= Classic alternative =

Radio format

Classic alternative is a radio format focusing on alternative music from the late 1970s to mid 2000s, with particular focus on the early days of MTV.

==Background==
Some stations with an "all-'80s" format have added elements of the 1980s and '90s classic alternative format to their regular playlist. Cox's KHPT in Houston and WPOI in Tampa are prime examples of all-'80s stations that heavily relied on artists such as Peter Schilling, The Cranberries and New Order. KHPT flipped to a classic alternative format after its run as an all-'80s station. The same goes for KJAQ in Seattle, one of the first stations in the country to try this format.

Digital cable music service Music Choice (originally DMX) provided a station labelled New Wave for several years. The station was later renamed "Retro-Active", and later Classic Alternative, all of which played seventies to eighties new wave, post-punk, synthpop, etc. After several years, the station filtered in 1990s (and even sometimes post-millennium) artists. However, an artist like David Bowie can often fit in classic alternative because he meets the criteria.

SiriusXM offers a classic alternative station, 1st Wave, which was launched in 2008 following the merger between Sirius and XM and replaced similar stations on both services.

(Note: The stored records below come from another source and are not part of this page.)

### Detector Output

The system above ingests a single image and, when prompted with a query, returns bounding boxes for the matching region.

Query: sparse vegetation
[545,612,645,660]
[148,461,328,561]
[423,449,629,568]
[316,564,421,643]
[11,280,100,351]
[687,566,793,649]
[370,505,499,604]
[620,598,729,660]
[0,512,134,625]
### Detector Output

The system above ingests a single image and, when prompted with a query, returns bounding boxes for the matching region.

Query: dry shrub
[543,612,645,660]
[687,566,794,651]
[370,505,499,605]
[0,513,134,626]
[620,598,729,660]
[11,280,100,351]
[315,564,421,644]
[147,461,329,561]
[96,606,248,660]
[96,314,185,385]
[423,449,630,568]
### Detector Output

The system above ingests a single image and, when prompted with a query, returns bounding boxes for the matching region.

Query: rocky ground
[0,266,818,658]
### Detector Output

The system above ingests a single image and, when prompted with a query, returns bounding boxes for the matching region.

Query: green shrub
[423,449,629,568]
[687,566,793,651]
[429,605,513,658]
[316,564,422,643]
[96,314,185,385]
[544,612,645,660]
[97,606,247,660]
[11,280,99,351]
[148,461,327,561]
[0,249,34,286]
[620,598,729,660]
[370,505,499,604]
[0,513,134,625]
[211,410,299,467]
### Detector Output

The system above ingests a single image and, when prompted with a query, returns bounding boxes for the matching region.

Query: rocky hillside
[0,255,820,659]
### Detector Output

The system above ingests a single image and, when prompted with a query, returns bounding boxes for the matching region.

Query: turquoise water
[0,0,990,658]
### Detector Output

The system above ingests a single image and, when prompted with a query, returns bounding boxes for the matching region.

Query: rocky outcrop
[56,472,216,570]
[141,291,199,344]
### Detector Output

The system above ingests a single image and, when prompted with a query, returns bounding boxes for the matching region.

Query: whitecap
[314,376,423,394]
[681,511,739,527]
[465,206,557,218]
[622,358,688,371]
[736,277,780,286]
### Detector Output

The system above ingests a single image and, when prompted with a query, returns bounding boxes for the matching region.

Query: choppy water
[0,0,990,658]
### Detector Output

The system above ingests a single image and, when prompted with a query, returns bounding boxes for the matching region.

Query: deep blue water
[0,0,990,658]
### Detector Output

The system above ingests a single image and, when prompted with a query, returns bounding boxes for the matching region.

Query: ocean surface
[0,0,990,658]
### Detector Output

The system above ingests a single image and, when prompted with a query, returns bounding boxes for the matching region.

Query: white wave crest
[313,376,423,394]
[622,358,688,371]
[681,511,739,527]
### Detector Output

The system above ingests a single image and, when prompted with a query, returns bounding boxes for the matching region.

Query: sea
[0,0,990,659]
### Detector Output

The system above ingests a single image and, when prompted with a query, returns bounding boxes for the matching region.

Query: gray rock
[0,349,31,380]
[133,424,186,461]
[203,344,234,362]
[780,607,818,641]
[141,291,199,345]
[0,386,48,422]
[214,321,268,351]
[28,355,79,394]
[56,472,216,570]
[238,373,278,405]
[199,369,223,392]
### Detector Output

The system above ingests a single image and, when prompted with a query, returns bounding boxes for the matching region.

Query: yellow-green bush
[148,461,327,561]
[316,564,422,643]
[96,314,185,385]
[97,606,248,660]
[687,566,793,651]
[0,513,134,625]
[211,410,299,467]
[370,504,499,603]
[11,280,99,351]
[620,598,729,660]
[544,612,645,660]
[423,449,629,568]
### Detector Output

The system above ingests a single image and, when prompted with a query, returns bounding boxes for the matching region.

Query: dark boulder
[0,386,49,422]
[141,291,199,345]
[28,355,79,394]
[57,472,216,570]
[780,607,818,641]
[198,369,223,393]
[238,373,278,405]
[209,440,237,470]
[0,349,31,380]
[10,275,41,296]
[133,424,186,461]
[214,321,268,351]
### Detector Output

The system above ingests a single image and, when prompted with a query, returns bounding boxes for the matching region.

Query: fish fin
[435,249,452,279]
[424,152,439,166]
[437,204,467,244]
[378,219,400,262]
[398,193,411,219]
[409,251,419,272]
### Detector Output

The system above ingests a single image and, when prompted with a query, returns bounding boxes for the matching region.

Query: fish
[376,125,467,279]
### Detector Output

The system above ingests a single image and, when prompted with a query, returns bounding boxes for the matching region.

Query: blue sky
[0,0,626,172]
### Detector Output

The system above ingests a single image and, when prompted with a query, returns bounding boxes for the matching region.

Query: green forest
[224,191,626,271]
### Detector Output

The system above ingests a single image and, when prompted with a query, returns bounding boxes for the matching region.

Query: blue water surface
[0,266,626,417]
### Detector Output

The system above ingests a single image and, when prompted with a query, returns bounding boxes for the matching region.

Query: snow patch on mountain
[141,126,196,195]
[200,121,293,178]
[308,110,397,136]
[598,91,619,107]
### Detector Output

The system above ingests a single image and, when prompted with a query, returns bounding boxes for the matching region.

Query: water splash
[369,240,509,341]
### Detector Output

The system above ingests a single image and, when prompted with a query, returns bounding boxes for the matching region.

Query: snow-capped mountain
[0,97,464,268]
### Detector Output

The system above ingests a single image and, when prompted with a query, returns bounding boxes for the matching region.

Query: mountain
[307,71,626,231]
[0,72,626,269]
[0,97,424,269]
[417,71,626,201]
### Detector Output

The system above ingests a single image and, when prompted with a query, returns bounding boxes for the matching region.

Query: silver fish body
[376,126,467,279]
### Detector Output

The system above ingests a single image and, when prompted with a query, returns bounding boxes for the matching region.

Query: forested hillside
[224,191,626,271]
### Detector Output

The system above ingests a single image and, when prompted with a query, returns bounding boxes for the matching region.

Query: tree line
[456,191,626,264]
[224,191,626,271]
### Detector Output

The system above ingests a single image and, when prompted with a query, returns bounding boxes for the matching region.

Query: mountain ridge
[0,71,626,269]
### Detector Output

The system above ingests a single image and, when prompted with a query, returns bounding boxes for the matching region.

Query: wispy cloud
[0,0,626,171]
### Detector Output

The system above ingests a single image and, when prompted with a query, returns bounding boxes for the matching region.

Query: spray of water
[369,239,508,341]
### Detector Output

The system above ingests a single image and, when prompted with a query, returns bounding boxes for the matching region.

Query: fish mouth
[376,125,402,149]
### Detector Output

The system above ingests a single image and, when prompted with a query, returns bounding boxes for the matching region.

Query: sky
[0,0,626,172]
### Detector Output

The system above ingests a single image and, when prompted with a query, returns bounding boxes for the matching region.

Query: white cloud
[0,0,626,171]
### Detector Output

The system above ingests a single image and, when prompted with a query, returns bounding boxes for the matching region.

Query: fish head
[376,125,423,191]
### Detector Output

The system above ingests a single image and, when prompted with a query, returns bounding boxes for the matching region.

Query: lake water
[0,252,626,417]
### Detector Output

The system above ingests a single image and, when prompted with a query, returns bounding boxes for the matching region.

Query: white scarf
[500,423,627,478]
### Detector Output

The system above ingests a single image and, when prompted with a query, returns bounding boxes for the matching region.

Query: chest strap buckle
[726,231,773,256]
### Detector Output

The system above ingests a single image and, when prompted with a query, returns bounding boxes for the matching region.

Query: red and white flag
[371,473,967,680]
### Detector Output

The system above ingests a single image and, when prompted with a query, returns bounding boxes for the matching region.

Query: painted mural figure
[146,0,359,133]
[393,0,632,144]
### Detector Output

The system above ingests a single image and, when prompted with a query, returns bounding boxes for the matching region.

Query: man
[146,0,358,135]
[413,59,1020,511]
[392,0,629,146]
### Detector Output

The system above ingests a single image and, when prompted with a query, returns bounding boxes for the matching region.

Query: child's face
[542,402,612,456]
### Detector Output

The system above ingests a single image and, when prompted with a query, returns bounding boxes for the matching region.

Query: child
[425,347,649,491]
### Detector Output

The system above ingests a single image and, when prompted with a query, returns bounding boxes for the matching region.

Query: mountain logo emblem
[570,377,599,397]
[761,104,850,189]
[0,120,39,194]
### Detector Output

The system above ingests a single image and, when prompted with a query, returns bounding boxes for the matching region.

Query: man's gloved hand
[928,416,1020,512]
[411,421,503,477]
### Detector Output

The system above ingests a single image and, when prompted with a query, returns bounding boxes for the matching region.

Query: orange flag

The format began to see wider adoption in late-2022 and 2023, particularly among stations and brands that have had a legacy in modern and active rock formats in their respective market. In December 2022, WNNX in Atlanta relaunched the heritage "99X" brand of sister station WWWQ as a classic alternative station, while in July 2024, Corus Entertainment extended its Edge brand—long associated with its heritage modern rock station CFNY-FM in Toronto—to Calgary's CFGQ-FM using a classic alternative format (positioned as "Iconic Alternative"). In October, Corus then switched its Winnipeg active rock station CJKR-FM to classic alternative, while CFNY followed suit in April 2026.